By Pamela Kohlman Webster
May 26, 2005

Part One of a Two-Part Series

The old saw is that if it walks like a duck and sounds like a duck, it must be a duck. Although bankruptcy is sometimes viewed by its detractors as defiant of common sense, the common sense duck adage is alive and well in bankruptcy courts. No matter what the parties or their lawyers may call an agreement or transaction, the courts are inclined to change the label and treatment to match what they see as the parties' true intention, risk retention, or economic reality. In bankruptcy parlance, the duck rule is called “recharacterization” and it is most commonly seen when courts are asked to consider shareholder loans, personal property leases, factoring arrangements, and asset backed securitizations. Through recharacterization, loans become capital contributions, leases become security agreements, and claimed true sales (the linchpin of factoring and securitizations) become loans. The impact of relabeling an agreement or transaction is significant. What was intended to be “bankruptcy remote” may find itself at bankruptcy central. The purpose of this article is to canvass just those situations where a lender, lessor and buyer could be very surprised, and how the recharacterization can affect the parties' expectations.

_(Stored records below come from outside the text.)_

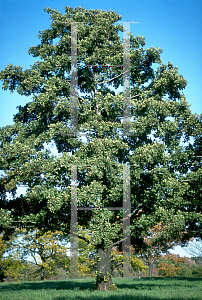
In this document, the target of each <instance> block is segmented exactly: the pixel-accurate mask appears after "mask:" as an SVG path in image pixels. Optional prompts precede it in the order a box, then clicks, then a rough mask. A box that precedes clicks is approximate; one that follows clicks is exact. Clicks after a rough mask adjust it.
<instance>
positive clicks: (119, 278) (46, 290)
mask: <svg viewBox="0 0 202 300" xmlns="http://www.w3.org/2000/svg"><path fill="white" fill-rule="evenodd" d="M94 282H95V281H94V279H77V280H66V281H43V282H41V281H33V282H28V281H27V282H4V283H0V299H2V300H46V299H50V300H99V299H110V300H122V299H128V300H129V299H135V300H157V299H158V300H159V299H162V300H170V299H172V300H182V299H189V300H192V299H193V300H194V299H195V300H202V279H201V278H200V279H199V278H141V279H134V278H114V279H113V282H114V283H115V284H116V285H117V286H118V291H95V290H94Z"/></svg>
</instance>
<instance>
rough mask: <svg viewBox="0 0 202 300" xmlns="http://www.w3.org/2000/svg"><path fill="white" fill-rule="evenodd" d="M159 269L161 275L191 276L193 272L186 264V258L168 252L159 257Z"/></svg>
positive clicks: (181, 276)
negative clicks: (192, 272)
mask: <svg viewBox="0 0 202 300" xmlns="http://www.w3.org/2000/svg"><path fill="white" fill-rule="evenodd" d="M157 265H158V267H157V271H158V274H159V276H160V277H176V276H178V277H183V276H187V277H189V276H191V275H192V272H191V269H189V268H188V267H187V266H186V258H185V257H180V256H179V255H174V254H166V255H164V256H162V257H161V258H159V259H158V261H157Z"/></svg>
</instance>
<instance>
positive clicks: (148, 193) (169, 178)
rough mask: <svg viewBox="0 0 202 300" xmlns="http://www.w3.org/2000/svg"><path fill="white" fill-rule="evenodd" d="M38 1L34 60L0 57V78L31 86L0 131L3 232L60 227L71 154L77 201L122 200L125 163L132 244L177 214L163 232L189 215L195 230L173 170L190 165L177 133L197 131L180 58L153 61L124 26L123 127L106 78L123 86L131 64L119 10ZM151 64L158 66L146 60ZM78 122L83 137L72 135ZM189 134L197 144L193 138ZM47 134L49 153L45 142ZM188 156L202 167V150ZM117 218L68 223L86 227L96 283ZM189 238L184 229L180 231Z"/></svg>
mask: <svg viewBox="0 0 202 300" xmlns="http://www.w3.org/2000/svg"><path fill="white" fill-rule="evenodd" d="M45 11H46V12H47V13H48V14H49V15H50V19H51V26H50V28H49V29H46V30H44V31H41V32H40V33H39V39H40V43H39V44H38V45H37V46H34V47H31V48H30V49H29V54H31V55H32V56H33V57H35V58H38V60H37V61H36V62H35V63H34V64H33V65H32V66H31V67H30V68H29V69H23V68H22V67H19V66H13V65H12V64H9V65H8V66H7V67H6V68H5V69H4V70H2V71H1V73H0V78H1V80H2V81H3V88H4V89H5V90H6V89H9V90H10V91H11V92H13V91H17V92H18V93H19V94H21V95H25V96H32V100H31V101H30V102H28V103H27V104H26V105H25V106H24V107H21V106H19V107H18V109H19V111H18V113H17V114H16V115H15V116H14V125H12V126H6V127H4V128H1V131H0V142H1V156H0V157H1V160H0V164H1V170H2V178H1V182H0V184H1V214H2V227H1V228H2V230H4V231H5V235H6V234H7V235H9V234H10V233H11V232H12V230H13V227H14V224H18V226H19V222H21V224H26V227H27V228H28V229H29V227H31V226H36V227H37V228H38V229H39V230H41V232H43V231H48V230H61V231H63V232H64V233H66V234H69V233H70V218H71V211H70V209H71V186H70V184H71V175H72V174H71V166H72V165H76V166H77V176H78V185H77V190H78V196H77V198H78V206H79V207H90V206H96V207H97V208H99V207H122V206H123V196H124V195H123V177H124V176H125V175H126V174H125V175H124V172H125V173H127V172H126V170H128V169H127V168H126V167H125V165H127V164H129V165H130V176H129V173H127V174H128V175H127V176H126V177H127V179H128V182H130V185H131V187H129V186H128V190H129V189H131V209H132V211H131V218H130V224H131V243H132V245H133V247H134V249H135V251H136V253H137V252H138V251H140V250H142V249H144V248H145V249H146V247H147V245H146V243H145V242H144V236H146V235H147V233H148V230H149V228H153V227H154V226H155V225H157V224H159V223H160V222H161V224H162V226H164V227H165V226H166V224H169V225H170V223H172V222H171V220H175V221H174V222H173V226H172V228H171V230H170V231H169V232H168V234H170V236H172V238H173V239H176V240H177V239H178V238H179V237H178V233H179V232H180V233H181V232H182V231H183V230H184V231H186V230H185V229H186V226H192V228H195V227H194V226H196V225H197V226H198V227H197V228H198V232H199V227H200V228H201V218H202V215H201V211H198V210H195V209H194V207H192V209H190V210H189V209H188V208H189V205H188V202H189V200H188V198H187V197H184V194H186V195H187V194H188V193H189V189H190V185H189V184H188V183H187V182H185V181H183V180H185V177H186V176H187V174H188V173H189V172H190V169H189V168H188V166H187V161H191V157H192V155H193V154H194V150H193V149H191V148H190V149H188V150H189V151H188V150H187V147H188V146H186V144H185V142H187V143H188V145H189V144H190V137H193V139H196V137H199V135H200V132H201V128H202V126H201V117H200V116H199V115H196V114H192V113H191V110H190V109H189V105H188V103H187V101H186V98H185V95H184V94H183V92H182V90H183V89H184V88H185V87H186V84H187V81H186V80H185V79H184V78H183V76H182V75H180V74H179V73H178V68H177V67H175V66H173V64H172V63H171V62H168V63H167V64H163V63H162V61H161V58H160V54H161V53H162V49H160V48H155V47H151V48H145V38H144V37H139V36H137V37H134V36H133V35H132V34H131V33H130V41H129V43H130V109H129V110H128V109H126V110H125V111H127V112H128V113H129V112H130V114H131V115H130V116H131V125H130V127H131V128H130V129H131V131H130V135H129V134H126V133H125V131H124V133H123V132H122V129H123V128H122V125H123V124H122V123H123V122H125V121H123V122H122V120H123V116H124V117H125V114H124V115H123V113H124V112H123V97H125V94H124V95H123V92H120V90H118V91H119V92H118V91H116V89H117V88H118V87H121V86H123V80H125V79H124V73H125V72H129V70H125V71H123V69H122V68H121V67H120V66H123V65H124V61H123V60H124V58H123V48H124V47H123V46H124V42H123V41H122V40H121V38H120V35H119V32H123V31H124V28H123V25H122V24H117V25H115V22H118V21H120V20H121V16H120V15H118V14H117V13H115V12H113V11H102V10H92V9H90V10H86V9H84V8H81V7H77V8H75V9H73V8H71V7H65V14H61V13H60V12H59V11H56V10H53V9H51V8H46V9H45ZM71 22H78V23H77V45H78V53H77V64H78V73H77V75H78V132H79V134H78V135H75V136H72V113H71V109H72V102H71V101H72V99H73V98H71V97H72V96H71V91H72V90H71V89H72V83H73V81H72V77H73V75H72V74H73V72H74V71H73V70H71V59H72V60H73V59H74V57H73V55H72V56H71V43H72V45H73V43H75V41H73V39H72V40H71ZM72 28H73V27H72ZM72 30H73V29H72ZM153 64H157V66H158V67H157V70H156V71H154V68H153V67H154V66H153ZM100 65H102V66H100ZM107 66H108V67H107ZM71 71H72V72H71ZM74 74H75V73H74ZM124 82H125V81H124ZM124 101H125V100H124ZM128 104H129V102H128ZM124 105H125V102H124ZM126 106H127V105H126ZM124 124H125V123H124ZM124 126H125V125H124ZM124 130H125V129H124ZM84 133H86V139H82V138H81V134H84ZM121 133H123V134H121ZM197 141H198V144H197V145H198V149H201V140H199V138H198V140H197ZM51 144H52V145H54V146H55V147H56V148H57V151H58V153H59V156H56V155H53V154H52V153H51V151H50V150H48V149H47V146H48V145H51ZM197 164H198V166H199V167H200V168H201V160H200V158H197ZM185 166H186V167H185ZM74 170H75V169H74ZM189 176H191V175H189ZM129 177H130V181H129ZM198 180H199V179H198ZM126 181H127V180H126ZM19 185H26V186H27V191H26V194H25V195H21V196H17V195H16V189H17V187H18V186H19ZM195 187H196V186H193V188H195ZM6 191H8V192H10V193H11V194H12V197H13V198H12V201H11V200H10V201H8V199H7V198H6ZM195 195H196V196H195V197H201V194H195ZM197 199H198V198H197ZM196 201H198V202H199V199H198V200H196ZM122 218H123V212H121V211H120V210H119V211H118V210H117V211H110V210H107V209H105V210H96V211H93V210H85V211H79V212H78V224H79V225H81V226H84V227H86V228H88V229H90V230H91V233H92V234H91V244H94V245H95V246H96V249H97V253H98V262H97V270H98V272H97V281H96V286H97V288H99V289H103V288H110V287H111V285H112V281H111V267H110V264H111V248H112V247H113V246H114V245H115V244H116V245H117V246H118V247H119V250H120V251H121V242H120V241H121V240H122V236H123V233H122V220H121V219H122ZM14 221H15V222H14ZM16 221H18V222H16ZM23 222H24V223H23ZM189 224H190V225H189ZM194 234H198V233H197V232H196V230H193V232H192V233H191V235H194ZM80 238H82V237H80ZM180 238H181V236H180ZM188 238H189V233H185V237H184V240H186V239H188Z"/></svg>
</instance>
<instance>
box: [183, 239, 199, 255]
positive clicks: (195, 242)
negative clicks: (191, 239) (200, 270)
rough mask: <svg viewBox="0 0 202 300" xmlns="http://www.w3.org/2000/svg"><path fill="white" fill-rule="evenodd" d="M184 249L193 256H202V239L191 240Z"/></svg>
mask: <svg viewBox="0 0 202 300" xmlns="http://www.w3.org/2000/svg"><path fill="white" fill-rule="evenodd" d="M184 250H185V251H187V252H188V253H189V254H191V255H193V256H196V257H202V240H201V239H199V240H193V241H191V242H190V243H189V244H188V246H187V247H185V248H184Z"/></svg>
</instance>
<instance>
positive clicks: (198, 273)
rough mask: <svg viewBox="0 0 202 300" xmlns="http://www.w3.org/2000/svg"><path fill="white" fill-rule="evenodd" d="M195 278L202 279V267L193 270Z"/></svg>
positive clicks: (193, 275) (193, 268)
mask: <svg viewBox="0 0 202 300" xmlns="http://www.w3.org/2000/svg"><path fill="white" fill-rule="evenodd" d="M192 276H193V277H202V266H194V268H193V270H192Z"/></svg>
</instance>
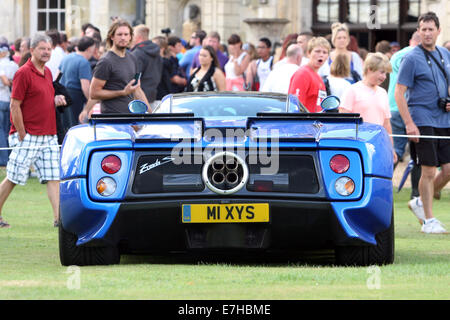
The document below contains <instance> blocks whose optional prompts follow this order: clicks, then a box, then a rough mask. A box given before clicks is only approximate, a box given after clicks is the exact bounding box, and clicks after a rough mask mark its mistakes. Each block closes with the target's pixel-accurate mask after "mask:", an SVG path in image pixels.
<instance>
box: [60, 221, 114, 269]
mask: <svg viewBox="0 0 450 320" xmlns="http://www.w3.org/2000/svg"><path fill="white" fill-rule="evenodd" d="M77 240H78V237H77V236H76V235H74V234H72V233H69V232H67V231H66V230H64V228H63V227H62V223H61V222H60V223H59V258H60V260H61V264H62V265H63V266H73V265H75V266H91V265H111V264H118V263H119V262H120V255H119V250H118V248H117V247H112V246H110V247H79V246H77V245H76V242H77Z"/></svg>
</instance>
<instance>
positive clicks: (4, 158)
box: [0, 101, 11, 166]
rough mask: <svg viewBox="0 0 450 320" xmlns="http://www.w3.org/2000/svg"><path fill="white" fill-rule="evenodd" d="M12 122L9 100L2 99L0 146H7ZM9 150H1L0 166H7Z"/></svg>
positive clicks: (0, 117) (0, 147)
mask: <svg viewBox="0 0 450 320" xmlns="http://www.w3.org/2000/svg"><path fill="white" fill-rule="evenodd" d="M10 127H11V122H10V120H9V102H7V101H0V148H7V147H8V146H9V144H8V135H9V129H10ZM10 153H11V151H9V150H0V166H6V164H7V163H8V158H9V154H10Z"/></svg>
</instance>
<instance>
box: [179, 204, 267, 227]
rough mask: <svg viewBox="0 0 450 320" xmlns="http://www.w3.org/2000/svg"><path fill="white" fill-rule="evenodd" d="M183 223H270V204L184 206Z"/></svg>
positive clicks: (210, 204)
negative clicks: (269, 219)
mask: <svg viewBox="0 0 450 320" xmlns="http://www.w3.org/2000/svg"><path fill="white" fill-rule="evenodd" d="M182 222H183V223H248V222H269V204H268V203H233V204H184V205H183V212H182Z"/></svg>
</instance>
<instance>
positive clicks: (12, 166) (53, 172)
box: [6, 132, 59, 185]
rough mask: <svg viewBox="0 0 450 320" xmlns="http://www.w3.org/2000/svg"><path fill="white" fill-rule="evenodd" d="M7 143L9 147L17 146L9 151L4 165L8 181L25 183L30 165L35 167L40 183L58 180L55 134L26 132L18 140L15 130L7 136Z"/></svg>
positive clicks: (58, 147)
mask: <svg viewBox="0 0 450 320" xmlns="http://www.w3.org/2000/svg"><path fill="white" fill-rule="evenodd" d="M9 145H10V147H11V148H15V147H17V148H18V149H13V150H12V151H11V154H10V156H9V161H8V165H7V166H6V177H7V178H8V180H9V181H11V182H13V183H15V184H19V185H25V183H26V182H27V180H28V176H29V172H30V166H31V165H33V166H34V168H35V169H36V174H37V177H38V179H39V182H40V183H46V182H47V181H54V180H59V146H58V137H57V136H56V135H48V136H34V135H30V134H27V135H26V136H25V138H24V139H23V141H19V135H18V133H17V132H16V133H13V134H12V135H10V136H9ZM43 146H44V147H43ZM45 146H47V147H45ZM27 147H29V148H27ZM36 147H39V148H36Z"/></svg>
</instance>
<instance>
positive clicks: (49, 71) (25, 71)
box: [0, 35, 66, 228]
mask: <svg viewBox="0 0 450 320" xmlns="http://www.w3.org/2000/svg"><path fill="white" fill-rule="evenodd" d="M51 50H52V45H51V39H50V38H49V37H47V36H44V35H37V36H35V37H34V38H33V40H32V41H31V51H30V52H31V59H30V60H28V62H27V63H26V64H25V65H23V67H22V68H20V69H19V70H18V71H17V72H16V74H15V76H14V79H13V86H12V88H13V91H12V93H11V105H10V108H11V131H10V135H9V145H10V147H12V148H13V150H12V152H11V155H10V157H9V161H8V165H7V167H6V178H5V179H4V180H3V181H2V183H1V184H0V228H8V227H9V224H8V223H7V222H6V221H4V220H3V218H2V217H1V209H2V208H3V205H4V203H5V201H6V199H7V198H8V196H9V195H10V193H11V191H12V190H13V189H14V187H15V186H16V185H17V184H20V185H25V183H26V181H27V179H28V174H29V170H30V165H31V164H33V165H34V167H35V168H36V173H37V175H38V178H39V180H40V182H41V183H47V193H48V197H49V199H50V203H51V205H52V209H53V215H54V221H55V222H54V225H55V226H56V225H57V224H58V220H59V217H58V207H59V146H58V139H57V136H56V118H55V106H62V105H65V104H66V101H65V98H64V96H56V97H55V91H54V89H53V82H52V74H51V71H50V69H48V68H47V67H45V63H46V62H47V61H48V60H49V59H50V56H51Z"/></svg>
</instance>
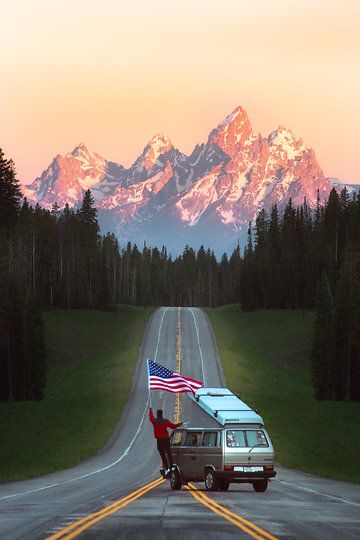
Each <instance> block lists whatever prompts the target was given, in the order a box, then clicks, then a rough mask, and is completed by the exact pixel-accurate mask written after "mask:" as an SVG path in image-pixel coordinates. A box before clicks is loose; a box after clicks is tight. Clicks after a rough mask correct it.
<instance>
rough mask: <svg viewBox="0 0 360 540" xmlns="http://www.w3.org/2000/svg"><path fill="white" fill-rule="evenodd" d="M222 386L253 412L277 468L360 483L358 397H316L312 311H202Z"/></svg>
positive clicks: (234, 310)
mask: <svg viewBox="0 0 360 540" xmlns="http://www.w3.org/2000/svg"><path fill="white" fill-rule="evenodd" d="M207 313H208V315H209V317H210V320H211V323H212V325H213V328H214V330H215V334H216V337H217V342H218V346H219V350H220V355H221V359H222V363H223V367H224V371H225V376H226V381H227V385H228V387H229V388H230V389H231V390H233V391H236V392H239V393H240V394H241V397H242V398H243V399H244V401H245V402H247V403H248V404H249V405H251V406H253V407H255V408H257V409H259V410H260V412H261V415H262V416H263V418H264V421H265V424H266V427H267V429H268V431H269V432H270V434H271V438H272V440H273V443H274V446H275V453H276V458H277V460H278V461H279V462H280V463H281V464H282V465H284V466H287V467H292V468H295V469H300V470H303V471H306V472H310V473H314V474H318V475H321V476H324V477H328V478H335V479H338V480H346V481H352V482H360V468H359V456H360V403H350V402H329V401H322V402H320V401H316V400H315V399H314V397H313V391H312V385H311V376H310V359H309V357H310V351H311V342H312V332H313V321H314V319H313V314H312V313H311V312H308V311H287V310H274V311H270V310H269V311H257V312H252V313H242V312H241V310H240V308H239V307H238V306H226V307H223V308H219V309H213V310H207Z"/></svg>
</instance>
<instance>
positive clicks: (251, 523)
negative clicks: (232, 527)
mask: <svg viewBox="0 0 360 540" xmlns="http://www.w3.org/2000/svg"><path fill="white" fill-rule="evenodd" d="M185 488H186V489H187V490H188V491H189V492H190V493H191V495H192V496H193V497H194V498H195V499H196V500H198V501H199V502H201V504H203V505H204V506H206V507H207V508H209V509H210V510H212V511H213V512H215V514H218V515H219V516H221V517H223V518H224V519H226V520H228V521H230V522H231V523H232V524H233V525H235V526H236V527H239V528H240V529H242V530H243V531H244V532H246V533H247V534H249V535H250V536H252V537H253V538H256V539H257V540H264V538H267V539H268V540H277V539H276V536H273V535H272V534H270V533H268V532H267V531H264V530H263V529H261V528H260V527H258V526H257V525H255V523H252V522H251V521H248V520H247V519H245V518H243V517H241V516H239V515H238V514H235V513H234V512H231V511H230V510H228V509H227V508H225V507H224V506H221V505H220V504H218V503H217V502H215V501H213V500H212V499H210V498H209V497H208V496H207V495H205V493H202V492H201V491H199V490H198V489H197V488H196V487H195V486H194V485H193V484H191V483H189V485H188V486H185Z"/></svg>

Before examining some of the implications of recharacterization up close, it is worth noting that there is no provision of the Bankruptcy Code that gives bankruptcy judges the specific power to recast a business deal. Restructure it, but not recharacterize it. Courts justify their acts by pointing to their general equitable powers embodied in Section 105 of the Bankruptcy Code, which gives bankruptcy judges the authority to “issue any order, process or judgment that is necessary or appropriate to carry out the provisions” of the Bankruptcy Code. Despite the growing view in bankruptcy circles that reliance on Section 105 should never be enough, a majority of the courts of appeal support a bankruptcy judge's ability to recharacterize. The majority rule applies in the New York, Delaware and Chicago bankruptcy courts, where many of the larger Chapter 11 cases are filed. See, e.g., Summit Coffee Company v. Herby Foods, Inc. (In re Herby's Foods, Inc.), 2 F3d 128 (5th Cir. 1993), Bayer Corporation v. Mascotech, Inc. (In re Autostyle Plastics, Inc.), 269 F3d 726 (6th Cir. 2001); Estes v. N&D Properties (In re N&D Properties), 799 F2d 726 (11th Cir. 1986).